Die junge Frau sah bei dieser in nichts weniger als liebevollem Tone gegebenen Zurechtweisung genau so furchtsam und hülflos aus, wie damals, als die Mutter von ihr verlangte, sie solle gegen die musikalische „Manie“ ihres Mannes einschreiten. „Sei nicht böse, lieber Reinhold!“ entgegnete sie zaghaft, „aber ich – ich kann wirklich nicht anders.“

„Du kannst nicht?“ fragte Reinhold scharf. „Freilich, das ist ja Deine stete Antwort, wenn ich etwas von Dir verlange, und ich dächte, es käme doch selten genug vor, daß ich einmal eine Bitte an Dich richte. Diesmal aber bestehe ich ganz entschieden darauf, daß Du Dein Benehmen gegen Hugo änderst.

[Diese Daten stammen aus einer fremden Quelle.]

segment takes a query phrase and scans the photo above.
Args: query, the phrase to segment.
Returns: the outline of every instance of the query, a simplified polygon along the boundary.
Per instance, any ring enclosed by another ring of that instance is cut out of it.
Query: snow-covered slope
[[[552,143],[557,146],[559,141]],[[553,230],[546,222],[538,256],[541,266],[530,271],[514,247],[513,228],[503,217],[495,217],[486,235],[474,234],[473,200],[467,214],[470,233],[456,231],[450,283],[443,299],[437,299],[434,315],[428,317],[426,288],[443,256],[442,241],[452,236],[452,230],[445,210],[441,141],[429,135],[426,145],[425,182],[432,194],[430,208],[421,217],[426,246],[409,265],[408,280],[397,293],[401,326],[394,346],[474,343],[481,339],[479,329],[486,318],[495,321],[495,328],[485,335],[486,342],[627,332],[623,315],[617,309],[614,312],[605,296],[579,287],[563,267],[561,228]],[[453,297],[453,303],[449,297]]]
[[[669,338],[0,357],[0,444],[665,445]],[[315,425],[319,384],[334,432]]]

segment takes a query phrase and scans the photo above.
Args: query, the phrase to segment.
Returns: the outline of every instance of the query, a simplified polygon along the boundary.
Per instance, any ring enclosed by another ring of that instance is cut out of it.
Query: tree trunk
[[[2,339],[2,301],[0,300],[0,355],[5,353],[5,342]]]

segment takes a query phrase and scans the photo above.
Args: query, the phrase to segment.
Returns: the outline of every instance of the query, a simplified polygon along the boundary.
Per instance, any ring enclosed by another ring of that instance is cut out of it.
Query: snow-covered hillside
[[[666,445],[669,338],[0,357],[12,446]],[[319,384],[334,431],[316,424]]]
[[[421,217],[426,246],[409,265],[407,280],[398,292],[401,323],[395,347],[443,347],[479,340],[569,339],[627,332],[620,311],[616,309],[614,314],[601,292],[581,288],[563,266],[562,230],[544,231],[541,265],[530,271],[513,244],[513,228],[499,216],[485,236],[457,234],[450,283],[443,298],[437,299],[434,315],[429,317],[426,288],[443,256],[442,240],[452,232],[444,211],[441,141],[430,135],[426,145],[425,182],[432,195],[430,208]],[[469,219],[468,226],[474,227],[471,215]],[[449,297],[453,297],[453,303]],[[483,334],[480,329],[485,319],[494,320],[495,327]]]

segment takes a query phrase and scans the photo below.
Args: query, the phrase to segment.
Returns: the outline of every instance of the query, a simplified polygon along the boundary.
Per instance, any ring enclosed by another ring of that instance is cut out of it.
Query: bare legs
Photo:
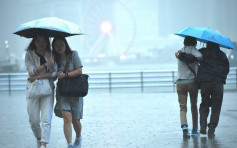
[[[69,111],[62,110],[62,115],[63,115],[63,130],[64,130],[64,135],[67,140],[67,143],[72,143],[72,124],[74,131],[76,132],[76,138],[81,137],[81,129],[82,125],[79,119],[73,119],[72,120],[72,114]]]

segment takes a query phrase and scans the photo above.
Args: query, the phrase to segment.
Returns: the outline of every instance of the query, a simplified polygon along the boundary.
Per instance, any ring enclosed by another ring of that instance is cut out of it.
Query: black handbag
[[[87,74],[81,74],[78,77],[59,79],[57,83],[59,95],[66,97],[85,97],[89,88],[88,77]]]
[[[69,71],[71,54],[68,57],[64,72]],[[85,97],[88,94],[88,75],[81,74],[77,77],[58,79],[59,95],[65,97]]]

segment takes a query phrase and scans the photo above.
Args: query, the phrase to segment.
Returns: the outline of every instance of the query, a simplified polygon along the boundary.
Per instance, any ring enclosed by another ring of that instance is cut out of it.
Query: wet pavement
[[[25,94],[0,92],[0,148],[34,148]],[[83,148],[234,148],[237,92],[225,92],[216,137],[183,139],[176,93],[95,93],[84,98]],[[200,96],[198,99],[200,104]],[[188,123],[191,123],[190,103]],[[66,148],[63,121],[53,116],[47,148]],[[190,129],[191,130],[191,126]],[[73,138],[75,134],[73,133]]]

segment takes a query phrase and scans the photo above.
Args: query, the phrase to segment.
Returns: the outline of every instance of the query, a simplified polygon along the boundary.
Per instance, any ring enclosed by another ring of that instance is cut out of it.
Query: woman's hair
[[[197,45],[197,40],[194,37],[186,36],[185,39],[184,39],[184,45],[185,46],[196,46]]]
[[[220,45],[211,41],[207,41],[207,48],[220,49]]]
[[[54,48],[54,44],[55,44],[55,41],[56,40],[62,40],[64,43],[65,43],[65,46],[66,46],[66,49],[65,49],[65,54],[66,56],[68,56],[69,54],[72,54],[72,50],[71,48],[69,47],[68,43],[67,43],[67,40],[65,39],[65,37],[60,37],[60,36],[57,36],[57,37],[54,37],[53,39],[53,42],[52,42],[52,47],[53,47],[53,55],[54,55],[54,60],[55,62],[57,63],[58,66],[60,66],[60,60],[61,60],[61,56],[60,54],[58,54]]]
[[[28,51],[28,50],[31,50],[31,51],[36,50],[35,40],[36,40],[37,37],[39,37],[39,36],[42,36],[42,37],[45,39],[45,41],[47,42],[46,51],[48,51],[48,52],[51,51],[50,42],[49,42],[49,37],[46,36],[46,35],[44,35],[44,34],[38,34],[38,35],[36,35],[36,36],[31,40],[31,42],[30,42],[30,44],[28,45],[28,47],[25,49],[26,51]]]

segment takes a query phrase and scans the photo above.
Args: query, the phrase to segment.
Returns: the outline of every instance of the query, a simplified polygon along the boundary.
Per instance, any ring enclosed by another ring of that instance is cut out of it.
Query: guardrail
[[[135,92],[175,91],[176,70],[152,71],[113,71],[88,72],[89,89],[108,91],[116,90]],[[27,73],[0,73],[0,91],[23,91],[26,87]],[[237,68],[230,68],[225,85],[226,90],[237,89]]]

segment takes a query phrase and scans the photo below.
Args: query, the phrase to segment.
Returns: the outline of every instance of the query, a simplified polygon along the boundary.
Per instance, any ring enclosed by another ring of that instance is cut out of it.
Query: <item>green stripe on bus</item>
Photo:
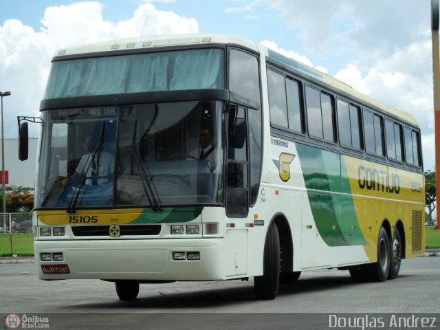
[[[164,208],[162,212],[145,208],[131,223],[189,222],[200,215],[203,207]]]
[[[366,243],[359,227],[344,162],[340,155],[296,145],[314,221],[329,246]],[[342,172],[342,173],[341,173]]]

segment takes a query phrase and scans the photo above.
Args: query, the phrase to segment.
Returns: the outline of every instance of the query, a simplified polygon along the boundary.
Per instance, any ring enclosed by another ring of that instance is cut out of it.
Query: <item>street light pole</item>
[[[435,136],[435,190],[440,192],[440,63],[439,50],[439,0],[431,0],[432,38],[432,79],[434,82],[434,131]],[[438,203],[437,203],[438,206]],[[440,210],[437,208],[437,226],[440,229]]]
[[[3,98],[10,95],[11,95],[10,91],[0,91],[0,98],[1,98],[1,206],[3,208],[3,224],[5,232],[6,232],[6,189],[5,188],[5,139],[3,137]]]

Dieses scheue Ausweichen und consequente Schweigen auf jede seiner Anreden ist ja geradezu lächerlich. Ich bitte Dich jetzt ernstlich, etwas mehr dafür zu sorgen, daß ich meinem Bruder nicht gar zu bemitleidenswerth erscheine.“

Ella schien im Begriff zu sein, zu antworten; aber die letzte schonungslose Bemerkung schloß ihr die Lippen. Sie senkte den Kopf und machte auch nicht den leisesten Versuch mehr, sich zu vertheidigen. Es war eine Bewegung so sanfter, geduldiger Fügsamkeit, daß sie wohl Jeden entwaffnet hätte; Reinhold aber achtete gar nicht darauf, denn in diesem Augenblicke hörte man drinnen im Nebenzimmer den alten Buchhalter sich verabschieden.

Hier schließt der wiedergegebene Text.